Defining the Simic Problem
The deficit of simic brews and the absence of a competitive simic-based aggro, midrange, or control deck is ultimately defined by two things: 1) there is no cheap, reliable removal in the colour pair and 2) there is no actual blue/green card that provides a meaningful payoff for going into the colours.
In terms of removal, the other 3 colours all give you instant access to a premium modern removal spell: Path to Exile, Lightning Bolt, and take-your-pick of black removal: Dismember (pain free option!), Liliana of the veil, Murderous Cut, etc. Simic is left looking at cards like Vapor Snag and Prey Upon, or “gift” removal like Reality Shift, Pongify, or Beast Within that solve one problem but create another. While in theory blue counterspells (e.g. Stubborn Denial) could be Simic's hard removal, modern’s suite of 1 and 2 mana countermagic is pretty conditional and is better used in a supporting role than as the primary or only source of removal for a deck.
In terms of a payoff multicolor card the closest thing simic gets is Noble Hierarch, which is frankly strong enough that if it only tapped for green it’d probably see the exact same amount of play that it currently does and nobody should look at this as a “simic card”. Continuing down the list to actual blue/green multicolored cards we hit Simic Charm, Coiling Oracle, and Mystic Snake as the closest to modern playable, but contrast this “potential” to the benefits of playing just about any other colour pair:
Only the blue/black Dimir share this dubious distinction of having no powerful multicolor card to pull modern players into the guild, and even there we can at least point to Glimpse the Unthinkable and Mind Funeral as backbones of the brew tier modern mill deck.

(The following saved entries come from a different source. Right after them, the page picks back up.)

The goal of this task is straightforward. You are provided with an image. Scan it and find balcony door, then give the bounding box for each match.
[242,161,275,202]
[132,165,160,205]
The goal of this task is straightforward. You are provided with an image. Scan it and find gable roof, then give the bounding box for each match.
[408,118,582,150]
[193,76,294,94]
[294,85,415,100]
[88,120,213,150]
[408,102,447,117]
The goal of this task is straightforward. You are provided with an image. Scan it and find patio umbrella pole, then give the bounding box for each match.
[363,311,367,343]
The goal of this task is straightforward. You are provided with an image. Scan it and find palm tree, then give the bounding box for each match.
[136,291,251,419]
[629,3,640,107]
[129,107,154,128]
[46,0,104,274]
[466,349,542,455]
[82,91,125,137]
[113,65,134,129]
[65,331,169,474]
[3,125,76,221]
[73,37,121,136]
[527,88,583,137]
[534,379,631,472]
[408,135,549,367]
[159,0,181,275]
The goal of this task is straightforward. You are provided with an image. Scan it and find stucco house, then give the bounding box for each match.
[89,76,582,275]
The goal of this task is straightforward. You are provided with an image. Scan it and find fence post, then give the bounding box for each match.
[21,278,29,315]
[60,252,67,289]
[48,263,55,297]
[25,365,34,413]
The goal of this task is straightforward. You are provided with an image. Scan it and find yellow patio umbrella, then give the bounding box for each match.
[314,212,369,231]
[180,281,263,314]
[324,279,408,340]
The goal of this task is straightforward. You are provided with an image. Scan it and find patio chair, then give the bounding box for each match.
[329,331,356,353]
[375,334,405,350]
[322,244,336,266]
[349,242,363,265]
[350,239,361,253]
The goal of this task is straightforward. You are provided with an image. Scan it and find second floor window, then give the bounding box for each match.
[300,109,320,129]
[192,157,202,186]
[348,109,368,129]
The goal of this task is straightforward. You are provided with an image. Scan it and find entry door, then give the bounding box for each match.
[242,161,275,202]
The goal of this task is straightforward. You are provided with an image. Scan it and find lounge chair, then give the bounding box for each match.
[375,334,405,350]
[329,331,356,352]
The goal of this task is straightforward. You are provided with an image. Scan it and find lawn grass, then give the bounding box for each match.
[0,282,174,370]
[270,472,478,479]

While we might jump through hoops to play a couple mystic snakes, or try to leverage the body on cantrip oracle, or be occasionally impressed with the versatility of simic charm, these cards are simply not in the same class as those listed above.
Solving the Simic Problem
Effectively, Simic needs to get either a top tier piece of removal in green or blue (or more likely multicolored), and at least one universally good multicolored blue/green card in the modern format. I don’t think it’s correct for either colour to get a top tier removal spell as this is simply not what these colours should excel at, but it is absolutely acceptable for wizards to print one or two all stars for what looks to be the sadsack guild of modern. I won’t be designing cards for wizards anytime soon, but here are some examples of what it might take to put more modern players into simic:
Abrupt Counterspell
UG
Instant
Counter target spell with converted mana cost 3 or less.
Sign in Not-Blood
UG
Instant
Draw a Card and gain 2 life.
Ferocious: Instead, draw 2 cards and gain 4 life.
I heard you like CoCo
1UG
2/1 Flash; When ~ enters the battlefield choose 1: draw a card or return another target creature to its owners hand.
EoT Ramp
UG
Instant
Search your library for an island or forest, put that card into play tapped.
I can’t say for sure if these would be broken or balanced - I leave it to Wizards to put time into playtesting hypothetical cards and determining if they’re acceptable as I’m not the one with the power to actually print them if they work. But these are the kind of effects at the kind of costs that would make me feel a lot more confident about playing islands and forests together in the same modern deck. Until we get the blue/green equivalent of Abrupt Decay or Lingering Souls, it is unlikely that we will see many coiling oracles or mystic snakes even at the FNM level - there is simply too little to gain by going Simic.